The dual-GPU caveat: Llama 4 Behemoth 400B MoE (16b active) at Q4_K_M needs 46.8 GB. That's technically loadable on a single 48 GB card. But activation spikes during inference push you into CPU offload territory. Two RTX A6000 Ada in NVLink (or even PCIe bridge) gives you the headroom for reliable 4.8 tok/s without the spike risk.
The 48 GB options are limited and expensive. RTX A6000 Ada at $7,300. Used RTX A6000 (Ampere) at $3,200. The incoming RTX 5090 48 GB at estimated $2,400 will disrupt this tier. That assumes NVIDIA doesn't artificially segment it. For now, the used A6000 is the pragmatic choice. 48 GB is 48 GB. Ampere's 768 GB/s bandwidth is sufficient for inference workloads. Training is bandwidth-bound. Inference isn't.
Tier 5 — 96 GB: MoE Models Become Actually Usable
96 GB is where MoE architectures stop being "technically impressive" and start being "actually faster than dense alternatives." The key is Q4_K_M at 32K+ context with tok/s that don't punish you for the parameter count.

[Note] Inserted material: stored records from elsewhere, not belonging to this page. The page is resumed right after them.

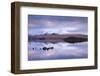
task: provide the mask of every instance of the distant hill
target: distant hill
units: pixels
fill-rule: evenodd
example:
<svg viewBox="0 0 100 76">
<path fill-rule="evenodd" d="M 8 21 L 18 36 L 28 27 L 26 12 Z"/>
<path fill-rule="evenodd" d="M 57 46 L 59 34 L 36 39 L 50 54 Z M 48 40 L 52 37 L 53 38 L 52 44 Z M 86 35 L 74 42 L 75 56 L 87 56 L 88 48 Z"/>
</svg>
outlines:
<svg viewBox="0 0 100 76">
<path fill-rule="evenodd" d="M 75 42 L 83 42 L 88 40 L 87 35 L 83 34 L 48 34 L 48 35 L 35 35 L 35 36 L 28 36 L 29 41 L 42 41 L 42 42 L 68 42 L 68 43 L 75 43 Z"/>
</svg>

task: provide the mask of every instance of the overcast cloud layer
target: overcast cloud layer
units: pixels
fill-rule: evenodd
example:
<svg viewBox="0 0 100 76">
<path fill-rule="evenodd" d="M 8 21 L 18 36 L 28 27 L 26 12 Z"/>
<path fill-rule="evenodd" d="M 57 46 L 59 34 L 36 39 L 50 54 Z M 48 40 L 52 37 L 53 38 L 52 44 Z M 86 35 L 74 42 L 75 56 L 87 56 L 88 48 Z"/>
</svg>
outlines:
<svg viewBox="0 0 100 76">
<path fill-rule="evenodd" d="M 39 34 L 87 34 L 88 18 L 71 16 L 29 15 L 28 28 L 30 35 Z"/>
</svg>

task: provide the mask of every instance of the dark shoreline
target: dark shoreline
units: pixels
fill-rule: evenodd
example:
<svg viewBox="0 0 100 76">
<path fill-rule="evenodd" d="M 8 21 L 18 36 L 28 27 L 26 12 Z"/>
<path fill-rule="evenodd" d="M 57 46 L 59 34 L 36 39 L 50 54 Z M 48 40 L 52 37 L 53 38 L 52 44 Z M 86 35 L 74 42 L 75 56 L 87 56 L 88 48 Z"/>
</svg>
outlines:
<svg viewBox="0 0 100 76">
<path fill-rule="evenodd" d="M 68 43 L 78 43 L 88 41 L 88 36 L 83 34 L 63 34 L 63 35 L 35 35 L 28 36 L 28 41 L 38 41 L 38 42 L 68 42 Z"/>
</svg>

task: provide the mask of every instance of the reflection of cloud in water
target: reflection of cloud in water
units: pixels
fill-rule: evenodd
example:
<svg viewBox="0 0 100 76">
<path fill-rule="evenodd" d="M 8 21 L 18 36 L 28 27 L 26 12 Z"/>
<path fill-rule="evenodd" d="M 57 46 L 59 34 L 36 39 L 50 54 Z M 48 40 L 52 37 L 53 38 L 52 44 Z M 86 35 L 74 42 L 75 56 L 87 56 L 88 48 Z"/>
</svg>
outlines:
<svg viewBox="0 0 100 76">
<path fill-rule="evenodd" d="M 45 57 L 52 57 L 52 56 L 55 56 L 55 54 L 56 54 L 56 51 L 52 51 L 52 50 L 44 52 Z"/>
<path fill-rule="evenodd" d="M 53 50 L 43 50 L 43 47 L 54 47 Z M 34 48 L 34 50 L 32 49 Z M 69 44 L 60 42 L 40 43 L 31 42 L 28 46 L 28 59 L 29 60 L 46 60 L 46 59 L 74 59 L 74 58 L 87 58 L 88 46 L 87 42 Z"/>
</svg>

The Apple M3 Ultra with 128 GB unified memory is the consumer entry to this tier. At $4,500 for a full Mac Studio, it's not cheap. But MLX framework optimization delivers. Qwen3-235B MoE (22b active) hits 11.2 tok/s at 32K context. The unified memory architecture eliminates CPU/GPU copy overhead. Discrete cards lose 15-20% performance to this. For developers already in the Apple ecosystem, this is the hidden 96 GB+ path. It doesn't require datacenter hardware.
Tier 6 — 128 GB+: The "Just Load It" Tier
128 GB and above isn't about optimization — it's about elimination. Eliminate quantization tradeoffs. Eliminate context limits. Eliminate the cognitive overhead of "will this fit?" This is the theoretical maximum. No quantization artifacts. No approximation. Just the model as trained. At 2.1 tok/s it's not interactive. But for batch evaluation, benchmark reproduction, or research verification, this is the ground truth. You measure quantized results against it.

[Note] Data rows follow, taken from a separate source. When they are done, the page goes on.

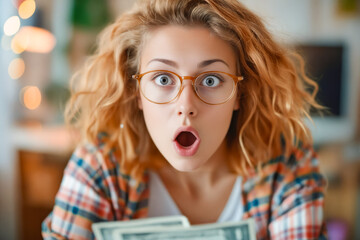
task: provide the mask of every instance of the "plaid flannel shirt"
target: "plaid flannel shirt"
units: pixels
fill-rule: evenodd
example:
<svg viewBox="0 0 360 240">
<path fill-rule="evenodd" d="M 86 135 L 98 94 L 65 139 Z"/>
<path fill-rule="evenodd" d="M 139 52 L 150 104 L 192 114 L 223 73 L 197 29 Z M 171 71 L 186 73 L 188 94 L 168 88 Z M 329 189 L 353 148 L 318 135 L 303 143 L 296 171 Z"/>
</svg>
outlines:
<svg viewBox="0 0 360 240">
<path fill-rule="evenodd" d="M 242 181 L 243 219 L 254 218 L 257 239 L 327 239 L 323 219 L 325 180 L 310 146 L 279 156 Z M 44 239 L 94 239 L 91 224 L 147 217 L 149 176 L 137 183 L 101 145 L 78 147 L 65 171 Z"/>
</svg>

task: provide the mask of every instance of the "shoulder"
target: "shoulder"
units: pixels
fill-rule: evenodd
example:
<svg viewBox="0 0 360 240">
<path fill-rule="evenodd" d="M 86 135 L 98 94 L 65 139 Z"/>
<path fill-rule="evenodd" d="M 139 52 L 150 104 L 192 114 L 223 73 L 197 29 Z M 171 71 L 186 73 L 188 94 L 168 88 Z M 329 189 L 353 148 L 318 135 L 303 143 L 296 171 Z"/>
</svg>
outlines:
<svg viewBox="0 0 360 240">
<path fill-rule="evenodd" d="M 278 214 L 290 203 L 301 205 L 324 197 L 326 181 L 320 172 L 316 152 L 311 145 L 294 148 L 289 157 L 283 157 L 274 169 L 273 203 L 281 206 Z M 289 203 L 289 204 L 287 204 Z"/>
<path fill-rule="evenodd" d="M 264 164 L 264 172 L 267 175 L 276 174 L 278 180 L 290 182 L 294 178 L 306 178 L 312 175 L 320 177 L 319 161 L 314 148 L 311 145 L 293 147 L 289 156 L 281 155 Z"/>
<path fill-rule="evenodd" d="M 316 228 L 315 236 L 323 224 L 325 186 L 313 147 L 300 145 L 289 156 L 271 159 L 261 172 L 249 175 L 244 183 L 245 212 L 255 217 L 261 236 L 285 236 L 291 222 L 298 227 L 294 231 L 301 234 L 308 232 L 307 226 Z"/>
<path fill-rule="evenodd" d="M 289 156 L 280 155 L 244 178 L 248 207 L 276 208 L 296 194 L 305 199 L 323 198 L 326 181 L 311 145 L 300 145 Z M 301 194 L 299 194 L 301 192 Z M 271 205 L 270 205 L 271 204 Z"/>
<path fill-rule="evenodd" d="M 45 239 L 92 239 L 93 222 L 129 219 L 142 213 L 140 204 L 133 202 L 143 201 L 144 191 L 131 185 L 132 178 L 122 173 L 116 154 L 105 151 L 103 140 L 79 144 L 75 149 L 53 211 L 43 222 Z"/>
<path fill-rule="evenodd" d="M 311 145 L 293 147 L 289 156 L 279 156 L 264 165 L 265 175 L 272 176 L 275 181 L 274 191 L 282 187 L 282 193 L 291 192 L 293 187 L 303 187 L 304 184 L 324 185 L 320 173 L 317 153 Z"/>
<path fill-rule="evenodd" d="M 65 174 L 77 174 L 80 179 L 86 178 L 94 185 L 106 182 L 134 186 L 136 180 L 129 174 L 124 173 L 120 167 L 121 159 L 116 149 L 106 149 L 108 134 L 100 133 L 95 143 L 79 144 L 74 150 Z"/>
<path fill-rule="evenodd" d="M 256 184 L 271 183 L 271 181 L 290 183 L 308 177 L 322 179 L 319 162 L 311 145 L 300 144 L 298 147 L 293 147 L 288 156 L 282 154 L 264 163 L 260 170 L 251 172 L 247 180 L 255 187 Z"/>
<path fill-rule="evenodd" d="M 116 172 L 118 159 L 104 152 L 104 143 L 81 143 L 74 150 L 65 169 L 65 174 L 77 174 L 80 179 L 93 179 L 111 176 Z"/>
</svg>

The 2x M3 Ultra configuration via Thunderbolt clustering is Apple's unofficial 256 GB path. MLX's distributed tensor support is experimental but functional. Two Mac Studios deliver 5.8 tok/s on 72B Q8_0 at 256K context. This is niche. But it's the first consumer-accessible path to "infinite" context for specific workflows.
FAQ
Q: Why does my 24 GB card OOM on models that "should" fit?
Activation memory spikes during inference, not loading. A model's weights are static, but the KV cache and attention activations grow with context. That "70B fits on 24 GB" claim assumed 2K context with Q3_K_M. At 4K context with Q4_K_M, you need 28 GB+. Check your actual allocation with nvidia-smi or rocm-smi, not the model's theoretical weight size.
Q: Are MoE models actually better, or just bigger numbers? Qwen3-235B MoE (22b active) uses less VRAM than a 32B dense model. But it requires more memory bandwidth to route between experts. On cards with 600+ GB/s bandwidth (RX 9060 XT, MI300X), this is a win. On bandwidth-starved cards like the RTX 4060 Ti, routing overhead can negate the parameter advantage.
Q: When should I upgrade from 24 GB to 48 GB? 24 GB forces constant decisions; 48 GB lets you set 32K context and forget it. The upgrade pays for itself. You save time on quantization experiments. You ditch chunking workarounds.
Q: Is ROCm 6.4 actually stable now?
For RDNA3 (RX 7000 series, gfx1100), yes — native support, no HSA_OVERRIDE_GFX_VERSION needed. For RDNA2 (RX 6000 series, gfx1030), you still need the override flag to tell ROCm to treat your GPU as supported. ROCm 6.4 fixed the "silent install that reports success but does nothing" failure mode. But version mismatches between ROCm and PyTorch/llama.cpp builds still cause CPU fallback. Use the exact ROCm 6.1.3 or 6.4 version that matches your framework's wheel.
Q: What's the cheapest path to usable 70B-class inference in 2026? The 70B dense dream is dead — MoE architectures deliver better quality per VRAM dollar. If you need true 70B dense, save for 48 GB. If you need 70B-class capability today, the 3090 + MoE combination is the budget king.